Spaccacuore - Samuele Bersani



 

 

Epilogo.
 

 

   «Se ne va sempre in giro senza ombrello?»

«Oh, sì! Fa anche di peggio. Se mettesse l’impegno che mette a scuola anche nelle cose di tutti i giorni, sarebbe un ragazzo perfetto. Dopotutto non mi posso lamentare: è il mio angioletto.»

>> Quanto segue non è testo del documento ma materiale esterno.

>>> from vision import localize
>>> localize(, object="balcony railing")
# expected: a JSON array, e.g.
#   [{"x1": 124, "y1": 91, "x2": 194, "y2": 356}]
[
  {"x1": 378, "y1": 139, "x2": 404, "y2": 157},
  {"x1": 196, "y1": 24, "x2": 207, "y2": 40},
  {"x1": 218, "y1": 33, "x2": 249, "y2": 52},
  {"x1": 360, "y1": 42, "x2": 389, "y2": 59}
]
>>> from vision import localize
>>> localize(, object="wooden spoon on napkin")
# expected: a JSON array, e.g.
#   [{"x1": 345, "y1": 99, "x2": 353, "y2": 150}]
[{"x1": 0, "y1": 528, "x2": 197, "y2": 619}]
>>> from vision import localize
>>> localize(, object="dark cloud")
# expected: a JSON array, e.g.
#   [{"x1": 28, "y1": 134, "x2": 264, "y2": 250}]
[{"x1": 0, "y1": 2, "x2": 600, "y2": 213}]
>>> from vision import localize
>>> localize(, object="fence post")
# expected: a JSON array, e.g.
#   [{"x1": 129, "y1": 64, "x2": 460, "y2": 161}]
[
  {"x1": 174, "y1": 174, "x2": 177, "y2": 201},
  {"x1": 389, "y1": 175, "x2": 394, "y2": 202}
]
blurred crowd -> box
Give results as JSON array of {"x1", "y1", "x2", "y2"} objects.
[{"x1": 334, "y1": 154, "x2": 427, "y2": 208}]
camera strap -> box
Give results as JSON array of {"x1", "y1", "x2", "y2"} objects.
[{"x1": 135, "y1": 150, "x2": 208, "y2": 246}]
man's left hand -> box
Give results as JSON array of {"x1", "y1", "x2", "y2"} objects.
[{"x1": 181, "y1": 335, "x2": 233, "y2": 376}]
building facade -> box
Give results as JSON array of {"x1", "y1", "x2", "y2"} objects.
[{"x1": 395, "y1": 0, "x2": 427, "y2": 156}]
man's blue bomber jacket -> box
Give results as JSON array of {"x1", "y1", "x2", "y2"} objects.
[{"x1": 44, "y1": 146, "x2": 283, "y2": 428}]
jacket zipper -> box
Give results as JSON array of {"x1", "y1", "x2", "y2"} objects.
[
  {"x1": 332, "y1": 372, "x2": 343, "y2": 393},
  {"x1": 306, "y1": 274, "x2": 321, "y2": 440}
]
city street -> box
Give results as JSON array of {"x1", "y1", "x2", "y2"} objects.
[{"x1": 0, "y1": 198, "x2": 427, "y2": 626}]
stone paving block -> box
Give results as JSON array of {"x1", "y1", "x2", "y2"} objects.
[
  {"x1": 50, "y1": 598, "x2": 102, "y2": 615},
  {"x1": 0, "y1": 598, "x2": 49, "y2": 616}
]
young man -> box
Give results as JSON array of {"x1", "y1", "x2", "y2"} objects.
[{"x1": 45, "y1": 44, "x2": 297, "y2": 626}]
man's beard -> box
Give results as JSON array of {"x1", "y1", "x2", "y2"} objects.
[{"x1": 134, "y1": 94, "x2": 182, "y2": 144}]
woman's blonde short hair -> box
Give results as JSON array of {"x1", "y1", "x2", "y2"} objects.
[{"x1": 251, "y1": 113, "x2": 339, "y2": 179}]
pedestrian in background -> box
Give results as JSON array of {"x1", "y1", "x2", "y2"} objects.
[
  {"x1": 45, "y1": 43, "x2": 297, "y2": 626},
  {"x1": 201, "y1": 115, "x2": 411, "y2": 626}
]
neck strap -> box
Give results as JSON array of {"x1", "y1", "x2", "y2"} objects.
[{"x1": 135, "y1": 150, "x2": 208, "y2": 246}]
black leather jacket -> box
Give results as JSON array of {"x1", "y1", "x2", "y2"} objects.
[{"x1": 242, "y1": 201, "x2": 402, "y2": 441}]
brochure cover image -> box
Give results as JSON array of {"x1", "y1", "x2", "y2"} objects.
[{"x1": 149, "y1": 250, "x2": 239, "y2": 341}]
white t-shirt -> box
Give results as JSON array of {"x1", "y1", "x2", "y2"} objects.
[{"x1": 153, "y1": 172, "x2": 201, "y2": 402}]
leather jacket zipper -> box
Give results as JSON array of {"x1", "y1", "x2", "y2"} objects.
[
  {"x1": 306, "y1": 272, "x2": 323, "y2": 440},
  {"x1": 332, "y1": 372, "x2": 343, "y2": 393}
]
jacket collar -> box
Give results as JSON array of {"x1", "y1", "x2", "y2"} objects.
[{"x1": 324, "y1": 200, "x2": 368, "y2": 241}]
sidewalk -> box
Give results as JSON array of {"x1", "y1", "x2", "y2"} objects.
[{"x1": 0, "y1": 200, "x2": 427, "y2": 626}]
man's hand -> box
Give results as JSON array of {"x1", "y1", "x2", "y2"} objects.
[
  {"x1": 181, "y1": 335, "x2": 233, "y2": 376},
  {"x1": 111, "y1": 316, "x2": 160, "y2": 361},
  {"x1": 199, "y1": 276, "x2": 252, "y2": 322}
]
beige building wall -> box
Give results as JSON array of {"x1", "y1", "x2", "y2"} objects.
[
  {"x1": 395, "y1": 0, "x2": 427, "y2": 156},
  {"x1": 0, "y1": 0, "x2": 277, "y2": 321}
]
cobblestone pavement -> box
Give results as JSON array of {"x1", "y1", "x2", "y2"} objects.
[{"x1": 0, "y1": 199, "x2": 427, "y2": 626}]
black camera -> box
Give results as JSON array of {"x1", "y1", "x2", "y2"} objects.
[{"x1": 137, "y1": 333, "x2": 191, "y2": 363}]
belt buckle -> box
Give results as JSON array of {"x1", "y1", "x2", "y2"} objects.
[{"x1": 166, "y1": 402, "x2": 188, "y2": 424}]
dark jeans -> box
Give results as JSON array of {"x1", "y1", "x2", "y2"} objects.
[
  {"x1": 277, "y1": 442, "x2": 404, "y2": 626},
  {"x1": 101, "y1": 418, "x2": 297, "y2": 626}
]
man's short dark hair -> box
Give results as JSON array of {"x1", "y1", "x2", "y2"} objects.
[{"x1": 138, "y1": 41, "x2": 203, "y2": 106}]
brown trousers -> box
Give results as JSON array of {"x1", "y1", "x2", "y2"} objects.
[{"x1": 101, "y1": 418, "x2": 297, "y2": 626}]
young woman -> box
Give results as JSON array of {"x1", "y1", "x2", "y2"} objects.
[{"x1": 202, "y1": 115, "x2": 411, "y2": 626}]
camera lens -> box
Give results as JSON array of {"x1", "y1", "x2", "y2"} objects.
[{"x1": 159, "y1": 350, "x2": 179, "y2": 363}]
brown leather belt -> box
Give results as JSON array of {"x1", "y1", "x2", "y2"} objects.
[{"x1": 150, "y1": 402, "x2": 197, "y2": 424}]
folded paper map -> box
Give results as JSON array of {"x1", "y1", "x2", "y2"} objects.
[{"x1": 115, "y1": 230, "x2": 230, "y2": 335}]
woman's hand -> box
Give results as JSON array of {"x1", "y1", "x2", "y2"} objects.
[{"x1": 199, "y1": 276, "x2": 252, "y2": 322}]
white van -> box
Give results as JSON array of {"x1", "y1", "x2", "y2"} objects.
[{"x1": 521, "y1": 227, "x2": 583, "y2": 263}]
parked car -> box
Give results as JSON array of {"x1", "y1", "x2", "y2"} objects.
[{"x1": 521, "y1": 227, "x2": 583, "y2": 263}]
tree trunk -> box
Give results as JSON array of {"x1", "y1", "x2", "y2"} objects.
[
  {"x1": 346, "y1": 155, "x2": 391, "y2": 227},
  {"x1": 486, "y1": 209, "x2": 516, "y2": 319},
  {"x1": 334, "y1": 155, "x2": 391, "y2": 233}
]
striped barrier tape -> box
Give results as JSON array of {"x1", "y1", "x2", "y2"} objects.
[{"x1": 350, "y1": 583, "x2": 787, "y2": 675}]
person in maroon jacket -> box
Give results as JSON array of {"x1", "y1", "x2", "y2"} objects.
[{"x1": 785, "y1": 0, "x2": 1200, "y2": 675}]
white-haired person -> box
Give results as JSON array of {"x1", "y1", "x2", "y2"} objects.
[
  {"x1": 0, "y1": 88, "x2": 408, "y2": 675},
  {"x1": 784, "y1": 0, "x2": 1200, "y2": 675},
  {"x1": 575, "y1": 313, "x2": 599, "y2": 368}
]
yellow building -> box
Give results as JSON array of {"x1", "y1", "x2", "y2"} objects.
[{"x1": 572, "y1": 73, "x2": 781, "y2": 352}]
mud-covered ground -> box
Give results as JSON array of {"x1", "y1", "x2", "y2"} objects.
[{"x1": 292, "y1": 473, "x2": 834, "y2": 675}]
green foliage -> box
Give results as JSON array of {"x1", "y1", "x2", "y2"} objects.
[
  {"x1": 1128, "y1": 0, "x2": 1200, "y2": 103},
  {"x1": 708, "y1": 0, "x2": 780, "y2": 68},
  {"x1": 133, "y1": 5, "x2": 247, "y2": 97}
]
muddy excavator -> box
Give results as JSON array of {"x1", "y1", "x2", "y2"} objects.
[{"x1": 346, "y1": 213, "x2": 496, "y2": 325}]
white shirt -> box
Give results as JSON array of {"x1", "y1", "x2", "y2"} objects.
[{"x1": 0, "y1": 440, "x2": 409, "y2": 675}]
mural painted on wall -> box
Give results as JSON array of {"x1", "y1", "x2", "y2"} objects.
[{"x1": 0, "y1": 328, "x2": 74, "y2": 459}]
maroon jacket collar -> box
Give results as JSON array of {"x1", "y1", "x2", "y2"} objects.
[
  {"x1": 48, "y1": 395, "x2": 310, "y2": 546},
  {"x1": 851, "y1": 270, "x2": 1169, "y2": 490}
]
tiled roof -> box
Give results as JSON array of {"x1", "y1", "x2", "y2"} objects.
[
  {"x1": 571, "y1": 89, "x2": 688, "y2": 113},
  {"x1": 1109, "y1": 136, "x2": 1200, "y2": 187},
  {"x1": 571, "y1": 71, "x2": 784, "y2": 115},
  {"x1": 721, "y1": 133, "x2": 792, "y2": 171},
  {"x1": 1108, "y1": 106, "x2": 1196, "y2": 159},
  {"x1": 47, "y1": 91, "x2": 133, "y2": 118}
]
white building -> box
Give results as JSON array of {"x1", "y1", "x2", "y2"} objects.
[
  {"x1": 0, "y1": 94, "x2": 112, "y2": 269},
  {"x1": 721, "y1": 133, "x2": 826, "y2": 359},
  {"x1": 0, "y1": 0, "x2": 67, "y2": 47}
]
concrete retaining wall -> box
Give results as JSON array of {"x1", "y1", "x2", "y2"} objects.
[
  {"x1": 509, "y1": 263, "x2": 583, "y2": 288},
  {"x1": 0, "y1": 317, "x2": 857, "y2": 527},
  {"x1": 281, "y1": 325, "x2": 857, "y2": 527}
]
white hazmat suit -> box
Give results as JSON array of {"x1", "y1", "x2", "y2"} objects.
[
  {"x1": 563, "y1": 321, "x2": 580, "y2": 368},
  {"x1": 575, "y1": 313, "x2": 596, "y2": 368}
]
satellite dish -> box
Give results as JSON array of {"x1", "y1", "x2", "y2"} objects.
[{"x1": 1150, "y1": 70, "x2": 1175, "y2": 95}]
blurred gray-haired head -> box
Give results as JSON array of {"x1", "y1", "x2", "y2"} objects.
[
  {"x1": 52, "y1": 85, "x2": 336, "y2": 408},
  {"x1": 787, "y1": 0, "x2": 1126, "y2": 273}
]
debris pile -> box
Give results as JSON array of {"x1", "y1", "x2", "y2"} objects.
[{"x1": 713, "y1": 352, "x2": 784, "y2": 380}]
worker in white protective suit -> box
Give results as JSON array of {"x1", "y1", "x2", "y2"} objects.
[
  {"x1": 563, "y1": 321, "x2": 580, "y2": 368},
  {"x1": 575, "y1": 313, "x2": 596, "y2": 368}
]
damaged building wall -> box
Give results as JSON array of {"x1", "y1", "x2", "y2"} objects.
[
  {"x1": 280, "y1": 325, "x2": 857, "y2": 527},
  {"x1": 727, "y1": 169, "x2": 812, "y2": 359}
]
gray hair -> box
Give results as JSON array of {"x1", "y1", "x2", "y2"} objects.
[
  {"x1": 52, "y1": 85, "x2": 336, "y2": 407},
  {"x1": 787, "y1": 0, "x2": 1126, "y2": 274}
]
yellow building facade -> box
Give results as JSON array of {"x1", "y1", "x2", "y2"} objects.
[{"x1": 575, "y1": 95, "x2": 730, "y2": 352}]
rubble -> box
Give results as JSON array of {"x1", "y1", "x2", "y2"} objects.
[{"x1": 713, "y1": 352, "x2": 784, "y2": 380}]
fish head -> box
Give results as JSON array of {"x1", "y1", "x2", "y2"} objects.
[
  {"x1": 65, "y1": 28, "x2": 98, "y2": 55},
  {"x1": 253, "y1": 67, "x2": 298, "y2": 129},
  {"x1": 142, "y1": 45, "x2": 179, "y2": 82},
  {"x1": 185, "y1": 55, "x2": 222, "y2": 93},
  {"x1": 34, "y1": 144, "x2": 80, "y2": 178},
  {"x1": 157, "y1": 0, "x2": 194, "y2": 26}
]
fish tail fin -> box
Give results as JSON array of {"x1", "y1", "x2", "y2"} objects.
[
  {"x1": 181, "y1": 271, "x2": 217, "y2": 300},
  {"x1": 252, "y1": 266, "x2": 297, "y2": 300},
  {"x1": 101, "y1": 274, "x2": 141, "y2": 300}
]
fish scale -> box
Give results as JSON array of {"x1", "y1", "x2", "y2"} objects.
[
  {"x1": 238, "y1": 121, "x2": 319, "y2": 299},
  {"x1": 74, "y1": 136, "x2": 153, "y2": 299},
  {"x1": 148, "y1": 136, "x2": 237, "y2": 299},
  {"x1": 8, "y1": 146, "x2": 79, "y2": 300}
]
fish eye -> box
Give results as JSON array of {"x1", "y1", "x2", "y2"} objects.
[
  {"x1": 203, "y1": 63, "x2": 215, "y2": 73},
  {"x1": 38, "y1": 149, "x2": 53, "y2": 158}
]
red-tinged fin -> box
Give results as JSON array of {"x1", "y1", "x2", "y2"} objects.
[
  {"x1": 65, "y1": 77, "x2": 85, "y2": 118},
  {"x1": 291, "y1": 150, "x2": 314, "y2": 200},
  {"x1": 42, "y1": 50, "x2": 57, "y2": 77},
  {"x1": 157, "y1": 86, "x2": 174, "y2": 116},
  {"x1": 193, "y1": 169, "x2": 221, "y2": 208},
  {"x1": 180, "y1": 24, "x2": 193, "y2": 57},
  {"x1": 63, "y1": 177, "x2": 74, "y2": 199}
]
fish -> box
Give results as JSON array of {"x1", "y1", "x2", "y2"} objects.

Peter alzò lentamente la testa dal cuscino, mentre le voci ovattate di Tony e di zia May lo tenevano fuori dalla conversazione, appena dietro la porta della sua camera. Puntellò un gomito al materasso e si strinse le meningi tra le dita, con un gran bel mal di testa in corso. Si era appena svegliato e chissà quanto accidenti aveva dormito… la febbre doveva averlo sfinito, tanto quanto quella chiacchierata in macchina con Tony. Ricordò tutto, in un istante. Lo aveva riportato a casa e zia May lo aveva incitato ad avere pazienza e a farsi una doccia, prima di buttarsi a letto e dormire un po’. Aveva obbedito, ma era stato difficile riuscire a mantenere l’equilibrio sotto l’acqua bollente, visto che lui stava andando letteralmente a fuoco per colpa della febbre. Poi si era infilato un pigiama pulito e Tony lo aveva aiutato a mettersi a letto.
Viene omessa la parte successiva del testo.